Rabuka's hollow mea culpa said…
Yes, Croz, for once I agree with TheMax. Steve Rabuka's comments to Fiji Village are extraordinary and deserve the widest coverage and dissection. But his expressions of remorse about the 1987 coup would carry more credibility if he hadn't mentioned the loss of his government pension and vehicle. Rabuka is one of the most devious men in Fiji, with a Houdini like ability to worm his way out of the tightest situation. I hope his latest comments are genuine and one should certainly never underestimate the Fijian capacity for repentance and forgiveness. But I'm afraid that for me, there are just too many lingering doubts about Rabuka's part in the 2000 mutiny for his mea culpa to be taken as seriously as it might be. Is raising his loss of pension in the same breath the real give-away here? I suspect so. Of anyone on the national scene, this guy carries the biggest weight of responsibility for Fiji's steady decline over the past 23 years. A whole generation has now grown up without any experience of "Fiji the Way it Was". And it was Rabuka who started the cycle of coups that have brought Fiji to its knees. Has he finally realised his malignant role in the country's history? Hmmm. I wonder.
Crump the chump said…
Croz, just had a chance to hear your latest interview on National Radio.
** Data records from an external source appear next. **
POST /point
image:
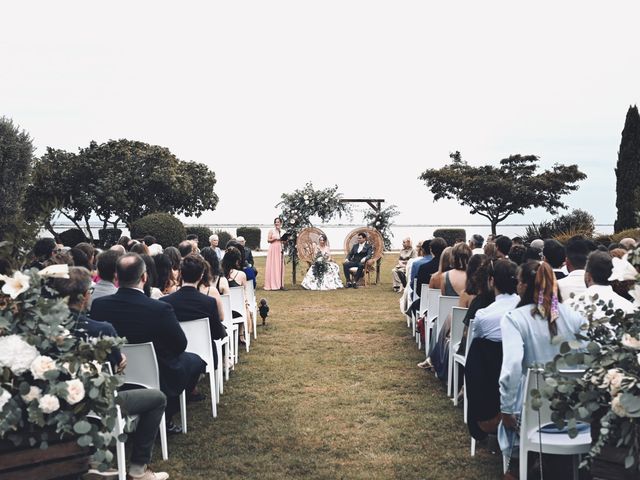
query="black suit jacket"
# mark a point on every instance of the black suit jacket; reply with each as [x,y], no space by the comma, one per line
[141,319]
[189,304]
[425,271]
[354,256]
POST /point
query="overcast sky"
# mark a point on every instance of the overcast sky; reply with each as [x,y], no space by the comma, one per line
[362,94]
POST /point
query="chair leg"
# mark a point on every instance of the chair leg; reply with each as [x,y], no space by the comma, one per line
[163,438]
[214,392]
[183,411]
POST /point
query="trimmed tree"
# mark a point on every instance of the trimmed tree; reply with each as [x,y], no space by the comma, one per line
[628,173]
[497,192]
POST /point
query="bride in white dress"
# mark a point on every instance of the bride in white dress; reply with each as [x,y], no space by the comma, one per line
[324,274]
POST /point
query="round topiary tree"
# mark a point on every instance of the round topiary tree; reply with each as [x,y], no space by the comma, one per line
[168,230]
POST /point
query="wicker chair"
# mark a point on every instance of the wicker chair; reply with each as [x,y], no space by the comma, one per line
[306,243]
[375,239]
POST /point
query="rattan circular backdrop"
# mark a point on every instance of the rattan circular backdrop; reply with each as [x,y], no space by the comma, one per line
[373,236]
[307,240]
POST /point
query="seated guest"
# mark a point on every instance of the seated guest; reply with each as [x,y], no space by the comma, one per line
[147,403]
[107,273]
[503,245]
[141,319]
[189,304]
[399,271]
[214,240]
[42,251]
[599,292]
[554,254]
[425,255]
[527,334]
[573,285]
[185,248]
[475,244]
[484,360]
[166,280]
[216,276]
[357,258]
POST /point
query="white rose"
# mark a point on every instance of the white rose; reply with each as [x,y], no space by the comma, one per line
[34,394]
[4,398]
[41,365]
[49,403]
[630,342]
[55,271]
[618,408]
[16,354]
[613,379]
[14,286]
[75,391]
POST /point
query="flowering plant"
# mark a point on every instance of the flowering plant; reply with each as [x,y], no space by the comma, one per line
[49,379]
[607,395]
[320,267]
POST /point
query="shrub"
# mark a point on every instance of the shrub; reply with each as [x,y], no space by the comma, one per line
[109,236]
[451,234]
[223,237]
[631,233]
[203,234]
[251,236]
[167,229]
[72,237]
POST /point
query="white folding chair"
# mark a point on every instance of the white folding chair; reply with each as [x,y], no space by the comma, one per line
[142,370]
[532,439]
[457,329]
[253,307]
[232,332]
[199,341]
[433,296]
[238,304]
[445,305]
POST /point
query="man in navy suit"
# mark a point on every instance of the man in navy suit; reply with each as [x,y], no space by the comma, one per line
[141,319]
[358,256]
[189,304]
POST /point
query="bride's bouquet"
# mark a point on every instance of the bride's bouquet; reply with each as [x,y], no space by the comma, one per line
[320,266]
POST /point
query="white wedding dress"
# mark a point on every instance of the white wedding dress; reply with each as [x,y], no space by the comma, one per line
[331,278]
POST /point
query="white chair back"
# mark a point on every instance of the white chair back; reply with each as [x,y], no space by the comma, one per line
[142,365]
[433,295]
[199,341]
[445,304]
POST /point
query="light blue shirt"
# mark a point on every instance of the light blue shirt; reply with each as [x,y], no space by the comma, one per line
[526,342]
[486,323]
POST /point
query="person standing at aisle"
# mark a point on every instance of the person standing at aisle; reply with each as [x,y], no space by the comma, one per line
[274,269]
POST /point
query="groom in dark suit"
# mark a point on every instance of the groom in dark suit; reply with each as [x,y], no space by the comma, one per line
[358,256]
[142,319]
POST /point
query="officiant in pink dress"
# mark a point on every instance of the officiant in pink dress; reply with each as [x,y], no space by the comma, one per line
[274,270]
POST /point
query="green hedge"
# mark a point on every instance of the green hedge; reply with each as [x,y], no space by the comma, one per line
[167,229]
[203,234]
[72,237]
[451,234]
[223,238]
[251,236]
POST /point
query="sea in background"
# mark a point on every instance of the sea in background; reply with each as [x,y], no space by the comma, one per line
[336,233]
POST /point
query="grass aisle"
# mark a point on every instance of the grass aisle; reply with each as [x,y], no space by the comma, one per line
[330,390]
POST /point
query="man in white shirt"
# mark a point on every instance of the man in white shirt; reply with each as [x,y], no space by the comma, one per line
[573,283]
[599,292]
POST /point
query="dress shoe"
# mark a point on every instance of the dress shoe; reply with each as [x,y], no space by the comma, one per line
[172,428]
[150,475]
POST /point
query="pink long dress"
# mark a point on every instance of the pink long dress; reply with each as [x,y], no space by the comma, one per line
[274,267]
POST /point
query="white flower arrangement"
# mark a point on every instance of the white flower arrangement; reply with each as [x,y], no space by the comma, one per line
[16,354]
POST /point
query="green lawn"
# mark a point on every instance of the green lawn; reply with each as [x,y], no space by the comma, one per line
[329,390]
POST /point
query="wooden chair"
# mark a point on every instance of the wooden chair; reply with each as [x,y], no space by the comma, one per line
[374,237]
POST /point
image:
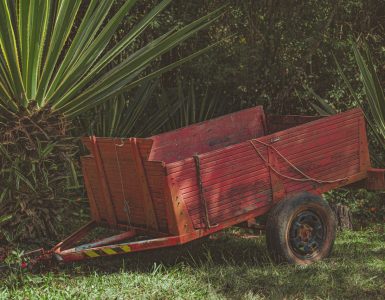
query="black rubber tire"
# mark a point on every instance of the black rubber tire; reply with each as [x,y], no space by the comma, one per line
[279,224]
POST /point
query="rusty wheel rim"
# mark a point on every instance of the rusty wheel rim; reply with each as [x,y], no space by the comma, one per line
[306,234]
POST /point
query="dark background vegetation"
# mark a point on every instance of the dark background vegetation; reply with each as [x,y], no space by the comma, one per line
[274,53]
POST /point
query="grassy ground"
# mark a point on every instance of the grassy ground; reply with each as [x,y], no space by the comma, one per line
[230,267]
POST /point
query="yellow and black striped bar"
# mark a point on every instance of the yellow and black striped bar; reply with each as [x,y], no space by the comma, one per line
[107,251]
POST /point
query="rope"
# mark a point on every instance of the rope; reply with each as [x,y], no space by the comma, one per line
[307,177]
[126,206]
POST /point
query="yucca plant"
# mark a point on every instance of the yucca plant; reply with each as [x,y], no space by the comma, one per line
[52,69]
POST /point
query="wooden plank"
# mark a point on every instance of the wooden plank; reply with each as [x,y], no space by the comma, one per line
[151,220]
[108,203]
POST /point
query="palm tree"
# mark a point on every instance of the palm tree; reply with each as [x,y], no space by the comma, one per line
[53,69]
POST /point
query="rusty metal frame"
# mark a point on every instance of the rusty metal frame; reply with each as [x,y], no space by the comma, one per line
[83,252]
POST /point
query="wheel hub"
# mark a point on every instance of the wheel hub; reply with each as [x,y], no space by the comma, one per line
[306,234]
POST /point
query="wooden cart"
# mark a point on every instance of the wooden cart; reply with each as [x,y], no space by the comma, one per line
[185,184]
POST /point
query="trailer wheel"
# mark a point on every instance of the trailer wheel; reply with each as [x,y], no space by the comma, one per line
[300,230]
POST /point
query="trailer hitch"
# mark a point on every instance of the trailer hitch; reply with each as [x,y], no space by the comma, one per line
[29,260]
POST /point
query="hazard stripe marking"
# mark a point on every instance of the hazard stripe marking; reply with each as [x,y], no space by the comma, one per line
[109,251]
[91,253]
[126,248]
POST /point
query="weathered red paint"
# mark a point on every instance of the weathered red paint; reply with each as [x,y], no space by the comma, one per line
[244,163]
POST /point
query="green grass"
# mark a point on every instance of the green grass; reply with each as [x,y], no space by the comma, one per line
[230,267]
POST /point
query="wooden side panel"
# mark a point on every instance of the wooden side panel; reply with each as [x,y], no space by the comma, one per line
[125,186]
[316,157]
[328,151]
[277,123]
[208,136]
[98,212]
[235,181]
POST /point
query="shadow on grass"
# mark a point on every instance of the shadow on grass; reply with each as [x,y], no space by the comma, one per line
[235,267]
[225,250]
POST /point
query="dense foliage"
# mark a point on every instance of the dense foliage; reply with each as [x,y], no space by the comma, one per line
[57,61]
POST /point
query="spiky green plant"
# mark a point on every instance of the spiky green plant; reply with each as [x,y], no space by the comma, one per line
[375,96]
[193,107]
[129,114]
[52,69]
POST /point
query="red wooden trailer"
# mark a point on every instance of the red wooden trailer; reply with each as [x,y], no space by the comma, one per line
[185,184]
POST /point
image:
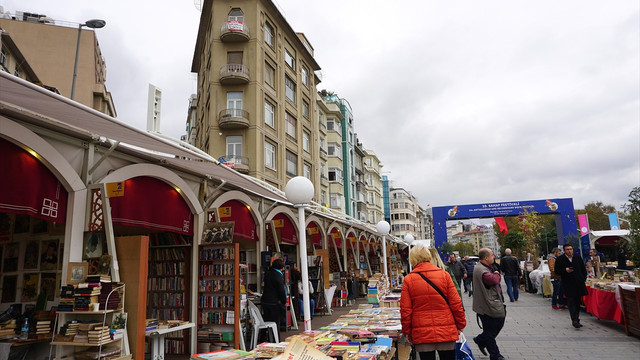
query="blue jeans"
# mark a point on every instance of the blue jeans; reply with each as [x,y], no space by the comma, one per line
[512,286]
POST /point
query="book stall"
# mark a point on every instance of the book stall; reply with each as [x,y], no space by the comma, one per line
[366,333]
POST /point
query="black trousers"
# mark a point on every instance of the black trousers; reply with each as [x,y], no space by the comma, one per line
[490,329]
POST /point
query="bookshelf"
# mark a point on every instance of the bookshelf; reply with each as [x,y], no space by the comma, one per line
[218,294]
[168,285]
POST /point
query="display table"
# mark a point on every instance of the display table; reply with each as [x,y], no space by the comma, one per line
[603,305]
[157,336]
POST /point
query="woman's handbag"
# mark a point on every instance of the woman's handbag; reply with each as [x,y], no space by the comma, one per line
[463,351]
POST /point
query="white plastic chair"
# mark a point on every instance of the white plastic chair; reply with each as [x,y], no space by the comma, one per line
[259,324]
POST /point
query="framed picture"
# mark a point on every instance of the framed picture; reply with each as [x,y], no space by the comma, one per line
[221,232]
[93,244]
[31,253]
[77,272]
[29,287]
[9,285]
[49,257]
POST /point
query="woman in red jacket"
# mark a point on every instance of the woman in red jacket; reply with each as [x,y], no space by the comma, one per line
[431,319]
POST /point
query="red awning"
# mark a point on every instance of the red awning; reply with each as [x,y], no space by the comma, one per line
[153,204]
[244,226]
[28,187]
[285,228]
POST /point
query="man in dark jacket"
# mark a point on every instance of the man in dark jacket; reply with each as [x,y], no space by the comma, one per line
[510,267]
[573,273]
[468,265]
[274,294]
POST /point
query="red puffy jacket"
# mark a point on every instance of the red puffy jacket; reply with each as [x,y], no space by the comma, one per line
[424,313]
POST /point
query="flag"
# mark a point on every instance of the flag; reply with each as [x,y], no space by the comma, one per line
[502,225]
[583,222]
[613,221]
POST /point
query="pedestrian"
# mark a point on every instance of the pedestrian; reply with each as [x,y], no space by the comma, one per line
[573,273]
[457,268]
[430,308]
[274,295]
[557,299]
[488,303]
[468,277]
[510,267]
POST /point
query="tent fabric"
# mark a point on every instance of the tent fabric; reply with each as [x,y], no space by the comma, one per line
[28,187]
[244,225]
[152,204]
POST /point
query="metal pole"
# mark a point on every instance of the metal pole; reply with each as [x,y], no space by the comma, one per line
[304,270]
[75,64]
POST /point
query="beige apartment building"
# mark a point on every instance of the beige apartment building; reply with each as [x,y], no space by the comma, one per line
[256,105]
[49,47]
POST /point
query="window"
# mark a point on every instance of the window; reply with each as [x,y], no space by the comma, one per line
[269,155]
[234,147]
[305,141]
[290,59]
[307,171]
[234,104]
[268,34]
[269,75]
[304,73]
[236,15]
[335,149]
[290,125]
[269,113]
[290,89]
[292,164]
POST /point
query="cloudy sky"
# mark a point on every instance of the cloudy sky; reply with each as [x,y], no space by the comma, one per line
[463,101]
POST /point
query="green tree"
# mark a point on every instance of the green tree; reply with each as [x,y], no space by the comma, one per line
[632,210]
[597,213]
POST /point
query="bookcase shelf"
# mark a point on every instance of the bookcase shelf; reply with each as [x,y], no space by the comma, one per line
[218,310]
[169,294]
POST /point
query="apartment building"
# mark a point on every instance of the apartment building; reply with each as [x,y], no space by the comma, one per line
[49,46]
[256,105]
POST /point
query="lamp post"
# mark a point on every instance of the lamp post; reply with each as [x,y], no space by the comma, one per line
[93,24]
[409,239]
[299,192]
[383,228]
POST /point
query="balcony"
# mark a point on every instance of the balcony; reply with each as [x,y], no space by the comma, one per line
[234,31]
[234,74]
[233,119]
[239,163]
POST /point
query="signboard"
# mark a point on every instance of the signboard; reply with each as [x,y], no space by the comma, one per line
[115,189]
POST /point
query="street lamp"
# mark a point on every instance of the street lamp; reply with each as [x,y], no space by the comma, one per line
[409,239]
[93,24]
[383,228]
[299,191]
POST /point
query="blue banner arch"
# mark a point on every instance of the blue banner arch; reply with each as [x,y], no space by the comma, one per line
[562,208]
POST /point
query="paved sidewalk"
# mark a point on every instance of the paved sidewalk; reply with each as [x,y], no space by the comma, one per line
[533,330]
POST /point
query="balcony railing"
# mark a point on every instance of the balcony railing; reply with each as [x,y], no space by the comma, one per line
[234,31]
[233,119]
[233,74]
[240,163]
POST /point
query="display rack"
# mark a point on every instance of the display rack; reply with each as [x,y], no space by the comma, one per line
[59,341]
[168,290]
[219,294]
I'm sorry but I still think Bryan Crump is a chump. He's the perfect example of that old adage about a little knowledge being dangerous. Instead of being across the subject matter, he knows just enough to rattle the cage, and sometimes rattle you, but not enough to engage in a meaningful and illuminating discussion. I was left feeling a bit like one did in the 80s when confronted by a plate of "nouvelle cuisine". Is that all there is? Less than satisfying despite your own sterling efforts.
Sorry my dear said…
My regrets Caromio. It's 2.30 am and I should have said you'd want Ratu Iloilo's remains exhumed, not interred. It's time I was interred, I know.
caromio said…
@Sorry my dear said...

No need for that darling, you take yourself far too seriously as it is.....just curious, thats all....I accept that just like the anti blogs, the apologists aren't too keen on exposing all the dirty laundry....
Wave Bye Bye Birdie said…
Frank rule the waves? No.

He waives the rules.
Frankies glee club said…
Poor old frank what's his name again should be a big hit at the Commonwealth Games in India, And of course he will be a special guest at the rugby world Cup in NZ. Not!